Mas seria bonito ultrapassar isso e não querer mais do (muito) que o novo A Moon Shaped Pool oferece: um grande álbum. Está tudo nas canções, seres danados de mistério e de contradição – os mesmos ingredientes que levam pessoa “A” a apaixonar-se por pessoa “B”, certo? Ora bem. Na música a regra é a mesma e a conquista faz-se de duas maneiras: ou à primeira vista ou num jogo de sedução. Os Radiohead, rapazes sabidos e de civilizada malandragem, usam os dois métodos ao mesmo tempo. Arrancam com uma dupla irrecusável, “Burn The Witch” e “Daydreaming”, ambos os temas nascidos daquela mania de cantar as dores do mundo inteiro como se fossem as de quem ouve. O piano, a voz, o crescendo, as repetições, os enormes minimalismos obsessivos, a pequena grande orquestra que arranja maneira de estar ali pelo meio e uma compulsão irremediável a caminho da tristeza — uma maravilha trágica para quem se sente confortável no meio da tempestade.

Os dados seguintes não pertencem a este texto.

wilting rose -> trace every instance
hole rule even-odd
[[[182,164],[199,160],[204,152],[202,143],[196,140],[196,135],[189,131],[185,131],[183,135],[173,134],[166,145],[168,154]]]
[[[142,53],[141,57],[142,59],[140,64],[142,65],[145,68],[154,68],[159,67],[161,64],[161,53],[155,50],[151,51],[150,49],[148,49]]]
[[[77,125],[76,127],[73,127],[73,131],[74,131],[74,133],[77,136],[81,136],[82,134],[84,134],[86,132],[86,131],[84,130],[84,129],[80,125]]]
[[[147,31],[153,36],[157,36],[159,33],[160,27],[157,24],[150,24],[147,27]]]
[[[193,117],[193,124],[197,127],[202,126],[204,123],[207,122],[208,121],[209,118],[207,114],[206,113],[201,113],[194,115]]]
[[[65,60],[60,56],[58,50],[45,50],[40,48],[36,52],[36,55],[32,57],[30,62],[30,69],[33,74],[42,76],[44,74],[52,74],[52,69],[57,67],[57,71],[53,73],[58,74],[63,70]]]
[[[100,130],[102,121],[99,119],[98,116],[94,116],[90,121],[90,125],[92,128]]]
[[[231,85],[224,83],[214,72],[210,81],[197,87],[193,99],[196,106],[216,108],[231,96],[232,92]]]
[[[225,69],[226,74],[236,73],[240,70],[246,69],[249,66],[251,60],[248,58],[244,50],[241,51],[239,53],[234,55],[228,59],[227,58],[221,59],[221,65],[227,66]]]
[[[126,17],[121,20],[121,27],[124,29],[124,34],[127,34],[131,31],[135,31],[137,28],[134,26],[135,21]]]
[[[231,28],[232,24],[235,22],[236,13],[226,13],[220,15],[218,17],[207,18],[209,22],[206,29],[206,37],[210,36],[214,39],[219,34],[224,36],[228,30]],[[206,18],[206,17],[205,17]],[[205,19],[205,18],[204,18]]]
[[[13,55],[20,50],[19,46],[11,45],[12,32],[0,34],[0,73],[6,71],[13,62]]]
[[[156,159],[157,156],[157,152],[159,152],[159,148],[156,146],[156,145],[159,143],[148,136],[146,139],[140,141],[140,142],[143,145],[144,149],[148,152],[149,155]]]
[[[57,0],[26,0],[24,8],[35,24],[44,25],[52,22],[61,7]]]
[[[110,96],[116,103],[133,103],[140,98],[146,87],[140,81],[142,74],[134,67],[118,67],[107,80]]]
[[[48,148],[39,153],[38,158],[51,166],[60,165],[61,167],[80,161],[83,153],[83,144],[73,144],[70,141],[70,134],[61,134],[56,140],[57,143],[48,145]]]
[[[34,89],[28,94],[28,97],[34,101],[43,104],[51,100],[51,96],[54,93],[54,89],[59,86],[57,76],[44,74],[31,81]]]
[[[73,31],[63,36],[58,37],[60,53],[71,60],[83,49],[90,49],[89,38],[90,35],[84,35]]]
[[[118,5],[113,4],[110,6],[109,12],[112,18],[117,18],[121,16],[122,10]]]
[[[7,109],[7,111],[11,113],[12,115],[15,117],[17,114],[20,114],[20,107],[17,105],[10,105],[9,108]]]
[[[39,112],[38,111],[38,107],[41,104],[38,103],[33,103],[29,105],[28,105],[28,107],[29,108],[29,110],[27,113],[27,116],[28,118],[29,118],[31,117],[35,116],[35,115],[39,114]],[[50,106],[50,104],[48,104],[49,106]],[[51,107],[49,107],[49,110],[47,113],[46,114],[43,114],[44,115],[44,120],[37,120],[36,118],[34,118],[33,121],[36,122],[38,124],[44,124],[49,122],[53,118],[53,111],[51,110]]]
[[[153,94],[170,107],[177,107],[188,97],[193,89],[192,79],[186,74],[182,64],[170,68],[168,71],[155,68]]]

Depois, arrumados que estão os primeiros trunfos, A Moon Shaped Pool surpreende porque não grita o “por favor, escutem-me com atenção” que King of Limbs pedia. Isso, King of Limbs, lembram-se? O tal disco que, passados cinco anos, continua a ter dificuldade em deixar os títulos das canções na memória de quem as ouviu. Em 2016 a conversa dos Radiohead já não é tanto a do corta-e-cola sem destino aparente, que parece ter vindo ao mundo só para trocar as voltas aos pobres seres inferiores que a tentam decifrar. E A Moon Shaped Pool entranha-se. É amigo de quem lhe dá atenção, mas a querer construir amizades daquelas que crescem com calma. Segredos sim, mas primeiro é preciso haver confiança. O que não deixa de ser meio irónico, tendo em conta que o disco surgiu mais ou menos de surpresa.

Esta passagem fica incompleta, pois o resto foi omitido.